JBK: I personally use Rust in many ways including at my other jobs, but at Scaleway it’s used for almost all the networking products. This includes virtual VLANs, VPCs (Virtual Private Clouds), and managed VPNs—everything basically around low-level Software-Defined Networking (SDN).
JBK: Scaleway started mostly as a Python shop, then moved to Go for most projects. However, for projects that are lower-level and need to work closer to real-time, such as low-level storage or low-level networking, we use Rust.
Drew: That seems to be a pattern I’ve noticed with cloud companies: using Go as the default and then Rust when extra performance is needed.
JBK: The problem with Go is that it has a garbage collector, which is a big issue in certain contexts. It’s not a problem when you’re building a SaaS API, because if it slows down one client temporarily it’s less critical.

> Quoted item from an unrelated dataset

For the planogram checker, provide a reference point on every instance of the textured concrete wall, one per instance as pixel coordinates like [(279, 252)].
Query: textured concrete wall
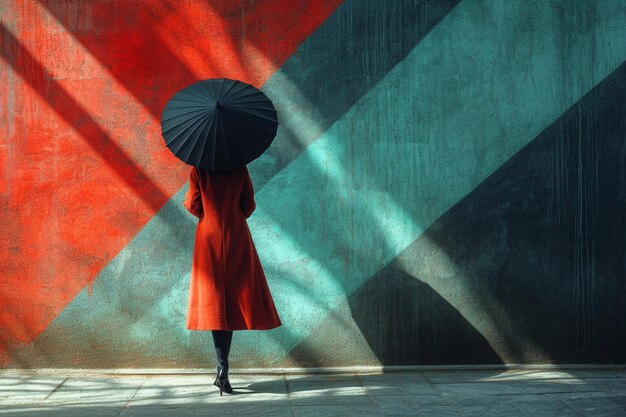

You can spawn another session or manage pools. The garbage collector isn’t too much of a problem there.
JBK: However, as soon as you’re dealing with real-time performance, the garbage collector is horrible. If you’re the one user whose session hits the garbage collection pause, the performance is ruined. This is a huge problem. In my opinion, for anything that is real-time, networking, parsing, or multimedia, Rust is the best fit so far.
Drew: I think it’s a very natural fit for cloud because of speed and reliability. Are there any other reasons why you feel like it’s a really good fit outside of the normal ones?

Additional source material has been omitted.